Configuring telemetry
Telemetry is on by default and needs no setup to start streaming. This page covers the three things you may want to change: whether it runs at all, which port the dashboard channel binds, and how often frames are emitted.
Turning it off (and on)
The kill switch is a process-local, sticky flag. Set it before the first node_manager / scheduler is created, i.e. before the hub is installed.
=== "C++"
```cpp
#include <gempba/gempba.hpp>
gempba::telemetry::disable(); // no hub is installed; no pump thread, no socket
// ... create_load_balancer / create_node_manager / create_scheduler ...
gempba::telemetry::enable(); // lift a prior disable
bool on = gempba::telemetry::is_enabled();
```
=== "Java"
```java
import io.gempba.GemPBA;
GemPBA.disableTelemetry();
// ... createLoadBalancer / createNodeManager ...
GemPBA.enableTelemetry();
boolean on = GemPBA.isTelemetryEnabled();
```
Set it symmetrically across all ranks
The flag is process-local. In mp-mpi, disabling telemetry on only some ranks will deadlock the still-enabled ranks during transport setup (the MPI transport sets up collectively). Call disable() on every rank, or none. The recommended pattern is to disable on all ranks before any create_* entry point.
The dashboard port
The center role binds a loopback-only TCP server for the dashboard channel, at 127.0.0.1:9000 by default. Change it before the hub is installed:
gempba::telemetry::configure_port(9100); // must be called before the first node_manager / scheduler
The server binds loopback only by design; it is never exposed on a public interface. To reach it from another machine, tunnel over SSH (see Connecting).
Example binaries expose -telemetry_port
The gempba-examples programs forward a -telemetry_port <n> command-line argument to configure_port. That flag is an example-binary convention, not part of the library API; in your own code, call configure_port directly.

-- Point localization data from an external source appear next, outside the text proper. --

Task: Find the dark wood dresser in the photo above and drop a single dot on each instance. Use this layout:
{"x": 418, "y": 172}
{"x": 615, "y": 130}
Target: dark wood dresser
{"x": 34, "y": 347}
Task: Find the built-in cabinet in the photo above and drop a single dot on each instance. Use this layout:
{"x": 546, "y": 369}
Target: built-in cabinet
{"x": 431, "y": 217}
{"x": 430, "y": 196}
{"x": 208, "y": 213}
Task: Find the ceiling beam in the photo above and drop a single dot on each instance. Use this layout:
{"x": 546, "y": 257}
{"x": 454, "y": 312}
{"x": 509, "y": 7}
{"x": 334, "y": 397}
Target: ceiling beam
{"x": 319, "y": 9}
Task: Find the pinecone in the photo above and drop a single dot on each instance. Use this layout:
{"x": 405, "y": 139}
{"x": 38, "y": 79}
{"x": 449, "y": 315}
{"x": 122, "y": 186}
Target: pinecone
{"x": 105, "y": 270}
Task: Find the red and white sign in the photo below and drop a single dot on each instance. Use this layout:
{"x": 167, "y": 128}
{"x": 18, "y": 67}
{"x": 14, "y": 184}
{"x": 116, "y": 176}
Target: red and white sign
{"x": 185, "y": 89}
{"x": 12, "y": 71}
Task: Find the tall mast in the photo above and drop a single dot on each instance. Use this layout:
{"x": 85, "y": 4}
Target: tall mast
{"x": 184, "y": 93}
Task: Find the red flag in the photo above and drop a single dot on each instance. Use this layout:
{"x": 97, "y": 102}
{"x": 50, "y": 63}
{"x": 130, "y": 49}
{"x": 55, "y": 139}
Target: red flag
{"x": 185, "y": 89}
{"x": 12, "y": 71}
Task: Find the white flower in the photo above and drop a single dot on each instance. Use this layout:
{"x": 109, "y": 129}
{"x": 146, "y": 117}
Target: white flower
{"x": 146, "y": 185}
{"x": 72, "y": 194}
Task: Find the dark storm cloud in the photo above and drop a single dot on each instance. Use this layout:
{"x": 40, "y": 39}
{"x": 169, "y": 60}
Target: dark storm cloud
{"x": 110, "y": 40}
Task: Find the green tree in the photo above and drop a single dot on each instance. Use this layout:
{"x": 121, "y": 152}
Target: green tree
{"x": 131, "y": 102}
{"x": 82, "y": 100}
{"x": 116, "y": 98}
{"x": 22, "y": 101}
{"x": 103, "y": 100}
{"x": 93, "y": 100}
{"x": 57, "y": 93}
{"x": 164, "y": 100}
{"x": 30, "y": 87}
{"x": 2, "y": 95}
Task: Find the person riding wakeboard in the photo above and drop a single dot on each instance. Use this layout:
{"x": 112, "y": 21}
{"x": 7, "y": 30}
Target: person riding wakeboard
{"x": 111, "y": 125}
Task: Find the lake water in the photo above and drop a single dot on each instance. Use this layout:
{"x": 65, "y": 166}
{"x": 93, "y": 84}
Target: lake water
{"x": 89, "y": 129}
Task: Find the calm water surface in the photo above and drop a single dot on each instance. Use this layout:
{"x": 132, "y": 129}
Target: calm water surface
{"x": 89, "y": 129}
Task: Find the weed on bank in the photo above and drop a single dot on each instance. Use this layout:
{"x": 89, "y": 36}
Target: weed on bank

Emission cadence and live control
Each worker emits a frame on a cadence; defaults are 500 ms for worker frames and 1000 ms for per-host (node) frames. These can be changed in code, or live from a connected client: the dashboard channel accepts control messages so a UI can throttle the stream without restarting the run.
| Control | Effect |
|---|---|
SET_WORKER_INTERVAL_MS |
Reset the worker-frame cadence (fans out to all workers) |
SET_NODE_INTERVAL_MS |
Reset the node-frame cadence |
BE_NODE_SENTINEL |
Promote a worker to its host's sentinel, so it begins emitting node frames |
In code, the equivalent setters live on the hub:
auto* hub = gempba::telemetry::get(); // nullptr if telemetry is disabled
if (hub) {
hub->set_worker_interval_ms(250);
hub->set_node_interval_ms(2000);
}
A faster cadence gives a more responsive dashboard at the cost of more frames on the wire; a slower cadence is cheaper for long unattended runs. Because the interval is client-controllable, a dashboard can dial it up while you are watching and back down when you are not.